Columnist image
Pattie Lovett-Reid

Chief Financial Commentator, CTV

|Archive

Canada Savings Bonds will soon be a thing of the past. They have been around since 1946, yet haven’t been really competitive for a long time. So what is a saver to do now?

Mortgage rates move higher quickly, but savings rates sure do not seem to move at the same pace. The current rate environment for savers is appalling, add to that a shrinking market, it is no wonder there is a lack of comparison shopping for better rates going on. Not only are we not shopping around, according to a new EQ Bank survey, 45 per cent of Canadians do not even know their savings account interest rate.

Canadians say they want to save more, but are failing to do so given then their lack of awareness on how to get the best rate, or what’s their current rate, in the first place. It gets worse -- Canadians are passive savers. More than three-quarters (77 per cent) of respondents to EQ Banks's survey say they have shopped around for the best telecom deals but only 38 per cent have shopped around for a savings account.

Embedded Image

 

Here are some other stats:

• Millennials (18-34) are most likely to say they have shopped around for a savings account (43 per cent vs. 38 per cent of all Canadians).

• Women are more likely than men to not know their savings rate (48 per cent vs. 55 per cent).   

• Those in higher income brackets are more likely to know their rate versus those in lower brackets (60 per cent of those making more than $100,000 know their rate compared to 43 per cent of those making less than $40,000).

We all know there's no science to saving more. Save more than you spend and tuck it away. But if you are serious about savings, you may need to change your habits.

Begin by doing an inspection of all of your accounts and add up all the fees you are paying. Fees diminish returns and with so many options from financial institutions that offer low/no fee accounts it just makes (cents) sense to shop around. As my mother would say, "if you saw $25.00 on the ground would you bend down and pick it up?" You bet I would. Even if the difference is small it is still worth investigating and possibly moving your money for.

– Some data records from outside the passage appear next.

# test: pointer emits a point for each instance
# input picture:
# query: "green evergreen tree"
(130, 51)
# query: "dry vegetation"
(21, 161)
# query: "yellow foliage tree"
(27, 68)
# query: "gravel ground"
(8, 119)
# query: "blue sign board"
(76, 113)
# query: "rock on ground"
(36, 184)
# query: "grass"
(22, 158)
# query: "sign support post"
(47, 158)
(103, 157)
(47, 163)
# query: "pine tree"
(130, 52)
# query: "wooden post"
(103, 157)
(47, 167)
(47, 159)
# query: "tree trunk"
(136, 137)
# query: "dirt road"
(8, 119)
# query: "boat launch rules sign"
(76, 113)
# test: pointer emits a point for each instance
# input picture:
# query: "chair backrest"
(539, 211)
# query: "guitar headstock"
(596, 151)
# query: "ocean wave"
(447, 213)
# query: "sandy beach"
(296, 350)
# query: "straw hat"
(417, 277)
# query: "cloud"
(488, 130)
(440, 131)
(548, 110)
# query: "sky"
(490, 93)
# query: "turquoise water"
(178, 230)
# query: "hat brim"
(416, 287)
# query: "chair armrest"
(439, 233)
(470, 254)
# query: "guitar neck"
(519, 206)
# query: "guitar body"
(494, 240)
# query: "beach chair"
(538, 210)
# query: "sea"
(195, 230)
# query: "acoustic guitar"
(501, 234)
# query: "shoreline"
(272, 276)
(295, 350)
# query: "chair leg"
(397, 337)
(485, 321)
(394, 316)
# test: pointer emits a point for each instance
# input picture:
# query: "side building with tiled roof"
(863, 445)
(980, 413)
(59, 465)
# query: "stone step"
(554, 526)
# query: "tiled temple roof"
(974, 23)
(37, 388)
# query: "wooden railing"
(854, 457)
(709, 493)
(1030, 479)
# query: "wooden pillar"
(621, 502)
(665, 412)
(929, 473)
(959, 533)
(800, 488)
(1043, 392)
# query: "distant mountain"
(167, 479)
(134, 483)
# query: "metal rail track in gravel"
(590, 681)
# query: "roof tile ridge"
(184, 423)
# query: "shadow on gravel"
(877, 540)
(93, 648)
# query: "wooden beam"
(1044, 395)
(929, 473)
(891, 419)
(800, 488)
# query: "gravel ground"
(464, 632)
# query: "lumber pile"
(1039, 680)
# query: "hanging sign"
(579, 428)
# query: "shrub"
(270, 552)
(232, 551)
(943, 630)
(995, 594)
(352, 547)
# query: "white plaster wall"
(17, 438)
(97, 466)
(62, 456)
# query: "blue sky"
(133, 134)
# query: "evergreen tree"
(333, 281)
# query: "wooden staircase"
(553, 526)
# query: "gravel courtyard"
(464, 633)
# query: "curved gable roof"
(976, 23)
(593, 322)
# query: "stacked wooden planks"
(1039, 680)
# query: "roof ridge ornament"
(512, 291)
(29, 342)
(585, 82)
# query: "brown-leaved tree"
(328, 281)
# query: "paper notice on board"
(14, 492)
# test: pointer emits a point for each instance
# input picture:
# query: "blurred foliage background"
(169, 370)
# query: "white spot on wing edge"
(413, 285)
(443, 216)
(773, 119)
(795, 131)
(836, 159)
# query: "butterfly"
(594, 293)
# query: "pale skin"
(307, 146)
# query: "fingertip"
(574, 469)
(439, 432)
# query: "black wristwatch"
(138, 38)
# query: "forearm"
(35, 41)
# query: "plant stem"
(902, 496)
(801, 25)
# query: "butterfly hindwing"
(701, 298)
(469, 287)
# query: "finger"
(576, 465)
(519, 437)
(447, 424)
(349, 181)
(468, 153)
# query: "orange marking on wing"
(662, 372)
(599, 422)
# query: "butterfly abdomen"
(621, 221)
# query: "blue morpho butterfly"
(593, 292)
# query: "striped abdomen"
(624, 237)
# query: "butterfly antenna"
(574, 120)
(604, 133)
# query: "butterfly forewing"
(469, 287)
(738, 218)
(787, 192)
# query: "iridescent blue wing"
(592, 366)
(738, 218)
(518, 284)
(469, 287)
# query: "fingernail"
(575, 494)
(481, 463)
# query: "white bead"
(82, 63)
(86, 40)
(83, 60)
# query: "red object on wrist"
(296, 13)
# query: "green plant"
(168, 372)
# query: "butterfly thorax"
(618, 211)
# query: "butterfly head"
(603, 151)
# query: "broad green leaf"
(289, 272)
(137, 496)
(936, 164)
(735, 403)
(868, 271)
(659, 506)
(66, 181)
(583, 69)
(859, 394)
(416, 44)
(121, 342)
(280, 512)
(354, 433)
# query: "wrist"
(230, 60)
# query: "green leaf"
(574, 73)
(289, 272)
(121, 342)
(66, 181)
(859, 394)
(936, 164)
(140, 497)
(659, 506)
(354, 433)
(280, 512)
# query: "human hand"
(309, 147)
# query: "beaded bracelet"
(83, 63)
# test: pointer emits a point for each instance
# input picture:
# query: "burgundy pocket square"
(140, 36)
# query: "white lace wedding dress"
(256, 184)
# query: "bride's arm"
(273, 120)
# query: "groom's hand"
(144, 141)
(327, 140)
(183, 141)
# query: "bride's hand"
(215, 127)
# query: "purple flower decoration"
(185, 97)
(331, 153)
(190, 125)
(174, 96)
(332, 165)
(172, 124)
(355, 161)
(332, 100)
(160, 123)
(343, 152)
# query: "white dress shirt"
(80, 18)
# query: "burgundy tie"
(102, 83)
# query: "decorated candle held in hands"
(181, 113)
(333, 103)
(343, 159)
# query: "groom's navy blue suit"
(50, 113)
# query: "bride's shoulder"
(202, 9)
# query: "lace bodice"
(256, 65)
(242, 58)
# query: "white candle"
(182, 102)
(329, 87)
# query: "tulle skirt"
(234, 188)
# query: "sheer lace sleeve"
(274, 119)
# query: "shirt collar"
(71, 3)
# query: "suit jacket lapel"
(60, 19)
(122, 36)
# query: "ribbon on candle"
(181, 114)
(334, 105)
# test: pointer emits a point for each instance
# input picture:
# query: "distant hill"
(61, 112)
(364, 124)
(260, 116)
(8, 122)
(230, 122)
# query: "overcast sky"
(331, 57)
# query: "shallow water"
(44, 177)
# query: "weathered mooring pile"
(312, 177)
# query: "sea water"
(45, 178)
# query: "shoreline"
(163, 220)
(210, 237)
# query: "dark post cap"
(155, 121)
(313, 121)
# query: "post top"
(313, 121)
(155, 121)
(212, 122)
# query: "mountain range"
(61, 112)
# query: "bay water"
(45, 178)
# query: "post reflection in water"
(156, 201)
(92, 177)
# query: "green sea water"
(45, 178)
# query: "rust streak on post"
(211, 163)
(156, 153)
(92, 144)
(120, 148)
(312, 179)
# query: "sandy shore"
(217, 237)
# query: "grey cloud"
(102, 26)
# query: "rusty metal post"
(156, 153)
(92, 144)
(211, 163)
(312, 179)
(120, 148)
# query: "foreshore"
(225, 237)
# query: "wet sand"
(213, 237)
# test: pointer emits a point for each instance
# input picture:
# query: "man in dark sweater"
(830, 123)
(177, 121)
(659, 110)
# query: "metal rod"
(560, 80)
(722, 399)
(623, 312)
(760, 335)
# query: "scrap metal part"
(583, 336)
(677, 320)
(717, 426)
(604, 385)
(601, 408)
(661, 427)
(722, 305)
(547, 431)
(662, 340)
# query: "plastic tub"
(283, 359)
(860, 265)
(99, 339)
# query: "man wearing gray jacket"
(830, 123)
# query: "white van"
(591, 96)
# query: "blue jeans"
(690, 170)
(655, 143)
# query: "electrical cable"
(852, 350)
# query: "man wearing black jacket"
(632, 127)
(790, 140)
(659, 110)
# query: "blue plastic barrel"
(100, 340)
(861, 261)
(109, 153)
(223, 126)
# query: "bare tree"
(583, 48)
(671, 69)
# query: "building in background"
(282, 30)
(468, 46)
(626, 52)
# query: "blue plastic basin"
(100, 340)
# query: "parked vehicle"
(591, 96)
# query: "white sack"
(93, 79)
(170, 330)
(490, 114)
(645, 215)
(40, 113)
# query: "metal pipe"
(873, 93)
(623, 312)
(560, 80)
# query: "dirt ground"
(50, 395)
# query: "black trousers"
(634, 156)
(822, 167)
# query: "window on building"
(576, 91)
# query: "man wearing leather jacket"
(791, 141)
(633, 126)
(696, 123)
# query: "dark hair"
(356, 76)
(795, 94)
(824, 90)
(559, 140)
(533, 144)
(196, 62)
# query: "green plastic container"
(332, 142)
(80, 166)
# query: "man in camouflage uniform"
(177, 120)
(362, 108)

Create separate accounts for separate savings goals. Depending on the timeline and the amount you have, you could explore options outside of savings accounts such as Treasury Bills, Money Market Funds and even Bankers Acceptance Notes. Savings are different from investments.  Savings are often associated with a goal of protecting the principle at all costs and while you don't expect a lot of return on your investment you want something to help your savings grow.

Dan Dickinson of EQ Bank suggests you do more with your mobile. Mobile banking is all about convenience and can help you save too – use it to transfer money into those savings buckets at the moment you’re thinking about them. For example, unlock your phone and throw a few bucks into your Vacation fund as soon as you start planning a road trip with your friends. You can also push a little into that education fund after finishing your child's bedtime story. Save for what matters to you in accounts (or envelopes!) with names that mean something.”

Forget being passive, it is time for Canadians to get aggressive about saving and don't let the excuse of "low rates" hold you back from getting the biggest bang for your buck. Canada Savings Bonds may be gone but there are other options.